A Maryland board has given its approval on Wednesday for a compensation package worth $2.9 million to be awarded to a man who was unjustly incarcerated for 32 years, including a decade on death row, for two murders he did not commit, Your Content has learned.
John Huffington, who was exonerated in January by former Governor Larry Hogan, received a full innocence pardon due to prosecutorial misconduct in relation to a 1981 double slaying in Harford County.
The Board of Public Works, comprising Governor Wes Moore, Comptroller Brooke Lierman, and Treasurer Dereck Davis, has officially endorsed the compensation package during a meeting.
Governor Moore took the opportunity to apologize to Huffington, who was present at the board meeting, acknowledging the countless moments and opportunities that were stolen from him as a result of the injustice he endured.
Moore also commended Huffington for his efforts in raising awareness about flaws in the criminal justice system through public speeches and his book recounting his experiences.
Their relationship has grown into a friendship, with Moore expressing gratitude for Huffington’s willingness to transform his pain into service.
Highlighting Huffington’s achievements since his release, the governor noted his work as a manager at Second Chance, a nonprofit organization aiding individuals with employment barriers.
Additionally, Huffington has been involved in job training and reentry programs at the Living Classrooms Foundation.

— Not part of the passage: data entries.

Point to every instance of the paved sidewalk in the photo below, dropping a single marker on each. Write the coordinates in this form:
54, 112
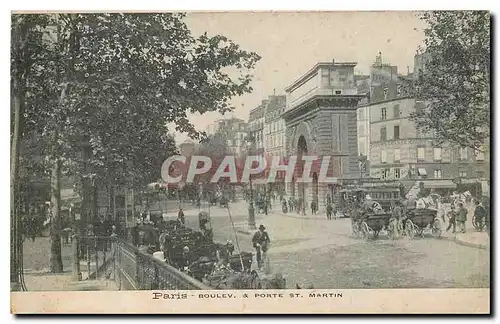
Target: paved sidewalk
64, 282
479, 240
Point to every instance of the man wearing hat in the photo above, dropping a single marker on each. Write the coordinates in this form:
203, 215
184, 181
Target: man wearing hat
260, 241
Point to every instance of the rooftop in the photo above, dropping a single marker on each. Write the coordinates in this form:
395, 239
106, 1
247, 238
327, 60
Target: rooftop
309, 74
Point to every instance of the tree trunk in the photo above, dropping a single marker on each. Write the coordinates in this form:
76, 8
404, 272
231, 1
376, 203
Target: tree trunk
15, 235
95, 197
56, 265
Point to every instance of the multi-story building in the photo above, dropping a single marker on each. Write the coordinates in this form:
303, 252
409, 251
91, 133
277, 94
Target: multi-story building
274, 126
235, 132
256, 127
400, 150
274, 136
320, 118
380, 74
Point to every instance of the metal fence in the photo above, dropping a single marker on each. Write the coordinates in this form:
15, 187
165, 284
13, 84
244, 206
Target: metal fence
131, 268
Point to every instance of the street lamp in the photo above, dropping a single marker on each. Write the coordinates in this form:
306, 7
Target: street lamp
251, 209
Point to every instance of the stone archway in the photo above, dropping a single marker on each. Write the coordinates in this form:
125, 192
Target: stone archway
302, 186
315, 189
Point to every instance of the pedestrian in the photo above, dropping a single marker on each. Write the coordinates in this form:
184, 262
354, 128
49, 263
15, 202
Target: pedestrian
260, 241
313, 207
480, 215
329, 210
452, 220
461, 217
180, 217
284, 206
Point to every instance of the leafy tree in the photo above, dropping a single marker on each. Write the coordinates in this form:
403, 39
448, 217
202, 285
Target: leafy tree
100, 89
455, 82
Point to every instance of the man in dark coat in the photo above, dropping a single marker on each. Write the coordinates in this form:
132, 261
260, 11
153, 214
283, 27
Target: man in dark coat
461, 217
260, 242
180, 216
480, 214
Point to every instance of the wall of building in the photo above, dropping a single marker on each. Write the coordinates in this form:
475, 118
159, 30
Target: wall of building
274, 126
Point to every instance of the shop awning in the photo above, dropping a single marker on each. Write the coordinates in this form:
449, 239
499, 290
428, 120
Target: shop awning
422, 171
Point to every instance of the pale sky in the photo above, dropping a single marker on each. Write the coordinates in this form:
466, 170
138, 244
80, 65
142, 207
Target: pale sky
291, 43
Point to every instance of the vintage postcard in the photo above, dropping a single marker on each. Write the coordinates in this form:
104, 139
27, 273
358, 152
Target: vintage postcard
250, 162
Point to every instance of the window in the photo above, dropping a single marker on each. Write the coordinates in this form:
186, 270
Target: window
397, 111
361, 147
383, 156
383, 133
420, 154
396, 132
479, 156
438, 154
397, 155
361, 113
463, 153
383, 113
419, 106
361, 130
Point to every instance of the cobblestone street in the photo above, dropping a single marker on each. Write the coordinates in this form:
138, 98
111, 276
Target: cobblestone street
314, 251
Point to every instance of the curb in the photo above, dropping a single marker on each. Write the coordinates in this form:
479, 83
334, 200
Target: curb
465, 243
474, 245
243, 232
308, 217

Presently, he serves as the chief operating officer at the Kinetic Capital Community Foundation, an organization dedicated to promoting income equality in Baltimore.
Throughout his ordeal, Huffington steadfastly maintained his innocence. In 2013, he was finally freed from Patuxent Institution after serving 32 years of two life sentences.

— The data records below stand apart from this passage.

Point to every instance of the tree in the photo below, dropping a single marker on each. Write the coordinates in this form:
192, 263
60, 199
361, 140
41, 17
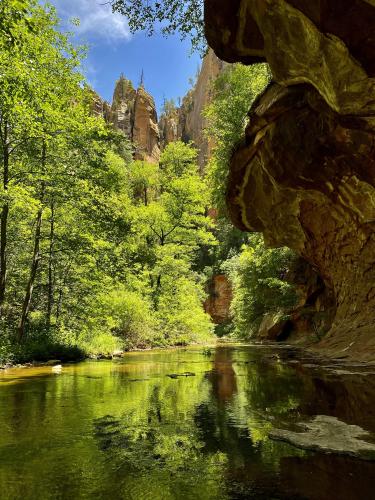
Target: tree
171, 16
259, 282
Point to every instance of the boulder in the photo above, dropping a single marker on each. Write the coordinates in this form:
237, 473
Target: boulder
304, 174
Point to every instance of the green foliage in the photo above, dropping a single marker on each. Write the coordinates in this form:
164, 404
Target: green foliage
259, 286
185, 18
233, 93
97, 251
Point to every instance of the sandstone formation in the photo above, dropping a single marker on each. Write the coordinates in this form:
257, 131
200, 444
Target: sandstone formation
305, 172
187, 122
134, 113
220, 297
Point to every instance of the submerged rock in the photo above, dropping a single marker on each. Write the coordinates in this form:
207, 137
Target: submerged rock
329, 435
177, 375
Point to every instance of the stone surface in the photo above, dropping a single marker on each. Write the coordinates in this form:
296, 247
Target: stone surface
133, 112
220, 297
187, 122
304, 174
329, 435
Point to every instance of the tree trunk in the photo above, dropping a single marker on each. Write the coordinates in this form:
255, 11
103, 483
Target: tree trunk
50, 266
35, 260
4, 221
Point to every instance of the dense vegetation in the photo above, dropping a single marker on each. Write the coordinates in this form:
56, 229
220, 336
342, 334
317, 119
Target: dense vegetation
168, 16
97, 252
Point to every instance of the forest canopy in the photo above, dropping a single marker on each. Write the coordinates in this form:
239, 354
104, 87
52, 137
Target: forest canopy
168, 16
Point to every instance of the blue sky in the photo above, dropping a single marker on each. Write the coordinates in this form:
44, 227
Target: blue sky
167, 62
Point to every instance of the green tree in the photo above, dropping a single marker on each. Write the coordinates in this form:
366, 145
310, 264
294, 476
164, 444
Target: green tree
259, 282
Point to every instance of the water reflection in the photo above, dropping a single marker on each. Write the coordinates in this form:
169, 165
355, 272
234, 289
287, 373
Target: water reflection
140, 428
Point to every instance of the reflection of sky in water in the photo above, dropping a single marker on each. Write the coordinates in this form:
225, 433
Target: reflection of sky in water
125, 429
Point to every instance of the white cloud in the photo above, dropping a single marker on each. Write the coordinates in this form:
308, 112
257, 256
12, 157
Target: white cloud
96, 19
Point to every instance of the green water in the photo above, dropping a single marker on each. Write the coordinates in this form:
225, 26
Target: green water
132, 429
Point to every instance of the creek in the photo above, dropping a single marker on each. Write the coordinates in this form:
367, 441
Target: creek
190, 423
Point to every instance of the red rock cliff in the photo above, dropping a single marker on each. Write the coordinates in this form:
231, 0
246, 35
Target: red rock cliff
305, 172
134, 113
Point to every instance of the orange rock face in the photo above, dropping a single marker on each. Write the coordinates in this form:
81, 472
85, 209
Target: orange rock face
134, 113
304, 174
220, 297
187, 122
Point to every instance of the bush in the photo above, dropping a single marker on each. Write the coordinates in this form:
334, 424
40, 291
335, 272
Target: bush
259, 285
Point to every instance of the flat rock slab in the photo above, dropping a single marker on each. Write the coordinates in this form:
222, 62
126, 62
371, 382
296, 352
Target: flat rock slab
329, 435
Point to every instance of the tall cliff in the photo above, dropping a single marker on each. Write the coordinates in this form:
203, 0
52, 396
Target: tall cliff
133, 112
305, 172
187, 122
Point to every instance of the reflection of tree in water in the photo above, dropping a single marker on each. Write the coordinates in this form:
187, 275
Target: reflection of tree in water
246, 398
157, 443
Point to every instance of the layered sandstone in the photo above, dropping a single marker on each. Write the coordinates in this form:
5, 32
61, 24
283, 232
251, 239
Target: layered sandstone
187, 123
133, 112
305, 173
219, 299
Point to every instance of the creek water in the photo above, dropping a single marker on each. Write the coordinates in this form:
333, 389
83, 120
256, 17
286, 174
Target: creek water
179, 424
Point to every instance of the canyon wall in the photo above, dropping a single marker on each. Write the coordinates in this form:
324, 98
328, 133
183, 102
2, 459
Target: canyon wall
187, 122
304, 174
133, 112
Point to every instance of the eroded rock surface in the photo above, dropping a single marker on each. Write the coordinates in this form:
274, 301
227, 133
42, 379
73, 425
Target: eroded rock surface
218, 302
305, 172
133, 112
187, 122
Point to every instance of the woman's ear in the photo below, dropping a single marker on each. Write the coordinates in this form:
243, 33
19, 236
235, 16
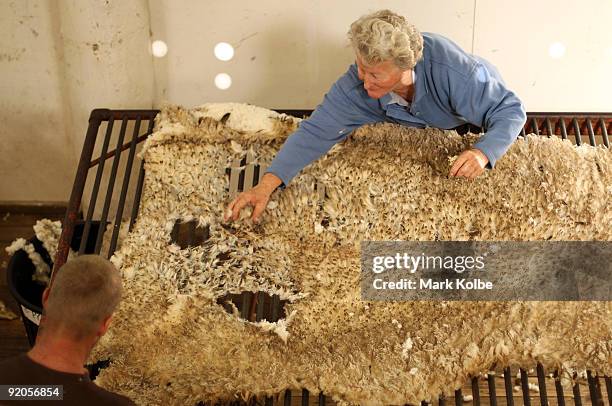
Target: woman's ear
406, 78
45, 296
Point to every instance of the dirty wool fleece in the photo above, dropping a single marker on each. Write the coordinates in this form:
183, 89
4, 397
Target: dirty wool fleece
170, 343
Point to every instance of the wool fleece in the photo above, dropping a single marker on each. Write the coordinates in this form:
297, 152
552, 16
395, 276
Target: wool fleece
171, 343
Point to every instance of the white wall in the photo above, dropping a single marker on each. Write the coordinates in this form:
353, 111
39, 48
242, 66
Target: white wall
36, 153
287, 53
59, 59
516, 36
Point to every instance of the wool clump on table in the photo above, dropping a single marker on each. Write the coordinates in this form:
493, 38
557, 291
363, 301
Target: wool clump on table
171, 343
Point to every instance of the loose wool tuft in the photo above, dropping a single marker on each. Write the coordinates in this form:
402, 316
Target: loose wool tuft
170, 343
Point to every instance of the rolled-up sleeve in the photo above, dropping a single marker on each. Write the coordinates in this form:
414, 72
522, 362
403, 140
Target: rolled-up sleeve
329, 124
484, 100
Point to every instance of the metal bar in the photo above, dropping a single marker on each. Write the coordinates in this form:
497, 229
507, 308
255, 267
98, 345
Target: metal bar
525, 387
129, 114
136, 204
75, 195
591, 132
576, 391
256, 175
249, 172
576, 131
174, 233
139, 184
125, 146
549, 129
246, 301
604, 135
191, 233
594, 389
124, 190
275, 308
508, 386
542, 384
109, 189
96, 187
458, 398
534, 126
492, 394
563, 128
475, 391
262, 169
261, 297
234, 177
559, 390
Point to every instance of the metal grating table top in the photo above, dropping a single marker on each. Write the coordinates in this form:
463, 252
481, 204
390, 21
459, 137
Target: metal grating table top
114, 179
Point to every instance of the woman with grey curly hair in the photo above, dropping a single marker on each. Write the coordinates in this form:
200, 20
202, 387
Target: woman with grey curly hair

The “Memorial Day Murders” case, for which Huffington was twice convicted, involved the stabbing death of Diane Becker in her recreational vehicle, while her 4-year-old son, who was present at the time, remained unharmed. Joseph Hudson, Becker’s boyfriend, was later found fatally shot a few miles away.
Another individual implicated in the slayings testified against Huffington, was convicted of first-degree murder, and served a 27-year sentence.
Prosecutors had relied on testimony that was later discredited, specifically regarding hair evidence found at the crime scene, which was claimed to match Huffington’s.
In 1981, Huffington appealed his first conviction, but in 1983, a jury found him guilty of first-degree murder, resulting in a death sentence.
The sentence was later commuted to two life terms.
In 2011, doubts regarding the case emerged when FBI report indicating that the agent responsible for analyzing the hair evidence in Huffington’s case may not have employed reliable scientific methods or even tested the hair at all.
Subsequently, in 2013, a judge in Frederick County vacated Huffington’s convictions and ordered a new trial after new evidence surfaced, including DNA testing that had not been available during his earlier trials.
When the hair evidence was finally subjected to DNA testing over 30 years later, the results conclusively showed that it did not belong to Huffington, according to ABC15.